On 2014-01-23 11:50, Jay Pipes wrote:
On Thu, 2014-01-23 at 11:29 -0600, Ben Nemec wrote:
A while back a change (https://review.openstack.org/#/c/47820/) was made
to allow enabling mysql traditional mode, which tightens up mysql's
input checking to disallow things like silent truncation of strings that
exceed the column's allowed length and invalid dates (as I understand
it).

IMHO, some compelling arguments were made that we should always be using traditional mode and as such we started logging a warning if it was not
enabled.  It has recently come to my attention
(https://review.openstack.org/#/c/68474/) that not everyone agrees, so I
wanted to bring it to the list to get as wide an audience for the
discussion as possible and hopefully come to a consensus so we don't end
up having this discussion every few months.

I remain of the opinion that traditional mode is a good thing and we
_should_ be enabling it.

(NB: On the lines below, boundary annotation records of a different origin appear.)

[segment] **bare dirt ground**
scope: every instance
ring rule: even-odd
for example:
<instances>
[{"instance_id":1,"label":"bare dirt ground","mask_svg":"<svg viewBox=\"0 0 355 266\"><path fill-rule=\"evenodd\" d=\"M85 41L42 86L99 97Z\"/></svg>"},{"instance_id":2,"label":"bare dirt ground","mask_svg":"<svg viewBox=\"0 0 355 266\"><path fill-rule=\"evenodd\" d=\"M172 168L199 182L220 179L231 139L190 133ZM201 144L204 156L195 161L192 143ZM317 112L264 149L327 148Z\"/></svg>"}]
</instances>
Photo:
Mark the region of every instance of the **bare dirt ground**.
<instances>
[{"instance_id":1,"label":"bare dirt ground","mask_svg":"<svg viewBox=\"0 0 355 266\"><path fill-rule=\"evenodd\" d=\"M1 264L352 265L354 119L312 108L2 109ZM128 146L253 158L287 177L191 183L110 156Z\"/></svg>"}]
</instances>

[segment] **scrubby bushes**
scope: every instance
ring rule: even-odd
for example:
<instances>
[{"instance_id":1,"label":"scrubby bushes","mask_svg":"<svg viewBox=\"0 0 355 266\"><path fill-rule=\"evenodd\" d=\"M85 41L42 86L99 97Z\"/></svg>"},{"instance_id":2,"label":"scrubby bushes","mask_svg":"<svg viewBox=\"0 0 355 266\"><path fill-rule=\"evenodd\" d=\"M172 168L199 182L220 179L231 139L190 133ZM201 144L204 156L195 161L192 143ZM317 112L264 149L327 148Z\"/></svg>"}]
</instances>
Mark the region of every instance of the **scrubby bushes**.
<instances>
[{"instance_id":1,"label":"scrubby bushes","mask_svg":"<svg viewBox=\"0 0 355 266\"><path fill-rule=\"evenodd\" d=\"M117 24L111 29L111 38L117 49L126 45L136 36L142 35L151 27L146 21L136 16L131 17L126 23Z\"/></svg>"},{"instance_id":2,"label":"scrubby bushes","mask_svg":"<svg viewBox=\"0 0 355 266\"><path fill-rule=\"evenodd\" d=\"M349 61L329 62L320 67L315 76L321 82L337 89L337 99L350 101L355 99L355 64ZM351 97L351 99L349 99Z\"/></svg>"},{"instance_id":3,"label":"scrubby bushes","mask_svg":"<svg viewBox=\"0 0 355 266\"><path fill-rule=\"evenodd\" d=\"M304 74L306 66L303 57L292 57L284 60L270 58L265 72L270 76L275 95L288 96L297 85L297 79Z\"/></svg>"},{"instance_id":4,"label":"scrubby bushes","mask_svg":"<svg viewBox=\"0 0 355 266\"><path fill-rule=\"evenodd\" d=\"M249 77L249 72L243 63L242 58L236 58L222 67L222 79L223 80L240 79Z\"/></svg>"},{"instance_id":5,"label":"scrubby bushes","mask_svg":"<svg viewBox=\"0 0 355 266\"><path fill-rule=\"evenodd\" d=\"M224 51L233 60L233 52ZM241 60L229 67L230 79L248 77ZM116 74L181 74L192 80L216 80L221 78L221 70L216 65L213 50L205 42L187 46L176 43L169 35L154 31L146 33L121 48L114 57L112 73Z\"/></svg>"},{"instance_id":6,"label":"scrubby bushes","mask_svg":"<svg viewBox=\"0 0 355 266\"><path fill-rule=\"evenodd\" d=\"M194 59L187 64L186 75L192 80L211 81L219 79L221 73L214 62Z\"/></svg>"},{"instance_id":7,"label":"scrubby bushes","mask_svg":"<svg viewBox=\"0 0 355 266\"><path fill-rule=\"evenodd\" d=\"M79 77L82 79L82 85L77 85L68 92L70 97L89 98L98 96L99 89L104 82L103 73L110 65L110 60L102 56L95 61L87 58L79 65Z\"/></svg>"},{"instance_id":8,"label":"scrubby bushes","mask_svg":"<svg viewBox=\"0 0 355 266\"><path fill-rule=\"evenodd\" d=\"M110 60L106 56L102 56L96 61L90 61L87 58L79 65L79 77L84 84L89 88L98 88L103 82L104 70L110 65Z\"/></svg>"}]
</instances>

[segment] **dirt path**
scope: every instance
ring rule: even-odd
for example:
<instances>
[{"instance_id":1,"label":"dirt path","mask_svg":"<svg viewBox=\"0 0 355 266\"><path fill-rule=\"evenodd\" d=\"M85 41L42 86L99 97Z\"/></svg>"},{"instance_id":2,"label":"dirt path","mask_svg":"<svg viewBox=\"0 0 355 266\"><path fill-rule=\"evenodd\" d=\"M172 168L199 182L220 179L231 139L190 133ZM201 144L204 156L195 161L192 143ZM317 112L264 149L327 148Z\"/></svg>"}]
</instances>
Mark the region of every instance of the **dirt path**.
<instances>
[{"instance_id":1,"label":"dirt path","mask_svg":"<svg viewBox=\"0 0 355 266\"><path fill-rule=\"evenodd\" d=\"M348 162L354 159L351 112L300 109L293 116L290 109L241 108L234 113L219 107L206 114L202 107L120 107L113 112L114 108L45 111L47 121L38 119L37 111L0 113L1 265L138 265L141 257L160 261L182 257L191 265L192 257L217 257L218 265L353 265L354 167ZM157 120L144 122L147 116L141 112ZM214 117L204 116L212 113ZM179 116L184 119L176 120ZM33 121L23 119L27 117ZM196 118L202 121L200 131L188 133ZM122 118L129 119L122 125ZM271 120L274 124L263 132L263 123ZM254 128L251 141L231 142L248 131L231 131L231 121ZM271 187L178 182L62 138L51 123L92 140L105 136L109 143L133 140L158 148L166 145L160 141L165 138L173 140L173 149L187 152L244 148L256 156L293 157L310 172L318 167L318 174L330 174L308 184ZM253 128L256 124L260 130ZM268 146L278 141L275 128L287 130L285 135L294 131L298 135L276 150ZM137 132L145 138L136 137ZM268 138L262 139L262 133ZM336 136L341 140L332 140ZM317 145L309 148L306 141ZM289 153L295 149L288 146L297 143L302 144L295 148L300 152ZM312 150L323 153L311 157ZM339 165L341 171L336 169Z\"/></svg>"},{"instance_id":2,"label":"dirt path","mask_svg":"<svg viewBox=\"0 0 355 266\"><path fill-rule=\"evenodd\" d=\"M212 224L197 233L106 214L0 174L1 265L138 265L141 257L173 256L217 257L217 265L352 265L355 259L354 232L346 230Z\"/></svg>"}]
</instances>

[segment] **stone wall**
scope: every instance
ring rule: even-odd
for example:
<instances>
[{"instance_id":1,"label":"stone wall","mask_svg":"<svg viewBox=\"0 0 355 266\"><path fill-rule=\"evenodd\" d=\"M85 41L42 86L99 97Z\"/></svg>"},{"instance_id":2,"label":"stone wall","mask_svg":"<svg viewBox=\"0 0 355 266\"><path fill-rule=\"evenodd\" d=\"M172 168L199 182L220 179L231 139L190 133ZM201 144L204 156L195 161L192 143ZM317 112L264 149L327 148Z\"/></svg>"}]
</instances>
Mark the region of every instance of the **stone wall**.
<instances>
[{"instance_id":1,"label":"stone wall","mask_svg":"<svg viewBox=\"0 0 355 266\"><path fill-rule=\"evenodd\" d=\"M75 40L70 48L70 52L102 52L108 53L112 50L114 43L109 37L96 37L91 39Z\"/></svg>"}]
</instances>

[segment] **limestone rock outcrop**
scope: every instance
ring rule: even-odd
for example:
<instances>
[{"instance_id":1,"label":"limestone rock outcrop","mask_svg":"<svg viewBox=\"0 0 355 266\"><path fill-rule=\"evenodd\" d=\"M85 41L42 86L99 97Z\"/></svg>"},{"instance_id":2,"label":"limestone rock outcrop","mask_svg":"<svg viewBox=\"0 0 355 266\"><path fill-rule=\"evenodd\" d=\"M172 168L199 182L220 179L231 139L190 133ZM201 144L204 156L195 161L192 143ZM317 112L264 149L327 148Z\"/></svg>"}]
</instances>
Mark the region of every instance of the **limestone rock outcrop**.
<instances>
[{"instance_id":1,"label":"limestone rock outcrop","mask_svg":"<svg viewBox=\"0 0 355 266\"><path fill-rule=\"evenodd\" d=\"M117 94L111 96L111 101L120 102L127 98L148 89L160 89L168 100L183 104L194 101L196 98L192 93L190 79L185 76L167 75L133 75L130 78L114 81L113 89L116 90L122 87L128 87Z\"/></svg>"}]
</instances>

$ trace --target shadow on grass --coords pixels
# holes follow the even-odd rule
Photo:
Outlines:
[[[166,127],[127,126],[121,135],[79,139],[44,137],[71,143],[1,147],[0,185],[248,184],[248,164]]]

I would call silent truncation and bogus date values bugs that should be fixed, but maybe there are other implications
of this mode that I'm not aware of.

Why traditional? Why not STRICT_ALL_TABLES?

If I'm reading the documentation correctly, traditional is actually more strict than the STRICT_* modes. According to http://www.mysqlfaqs.net/mysql-faqs/Client-Server-Commands/What-is-sql-mode-in-MySQL-and-how-can-we-set-it , "The TRADITIONAL mode, enables strict mode plus other restrictions on date checking and division by zero." which jives with what I see in the official documentation. Note that "strict mode" in this case refers to the combination of STRICT_TRANS_TABLES and STRICT_ALL_TABLES.


It was also pointed out that the warning is logged even if the user
forces traditional mode through my.cnf. While this certainly solves the underlying problem, it doesn't change the fact that the application was
trying to do something bad.  We tried to make it clear in the log
message that this is a developer problem and the user needs to pester
the developer to enable the mode, but maybe there's more discussion that
needs to go on there as well.

What I was trying to point out with that is that if I see a warning in a log file about not enabling traditional mode, and yet I've set my my.cnf
server sql_mode to STRICT_TRANS_TABLES, TRADITIONAL, or
STRICT_ALL_TABLES, then I shouldn't see a warning in the code...

It's easy enough to check... SHOW [GLOBAL] VARIABLES LIKE 'sql_mode'...

Yeah, we could do that. I guess part of the problem is that if an application works in traditional mode the developers should be enabling it themselves, and if it doesn't then setting it manually in my.cnf isn't going to work anyway. But I suppose if someone knows to set it in my.cnf then they hopefully understand the implications and can figure out for themselves whether it works. I could get on board with suppressing the warning when it's set in my.cnf.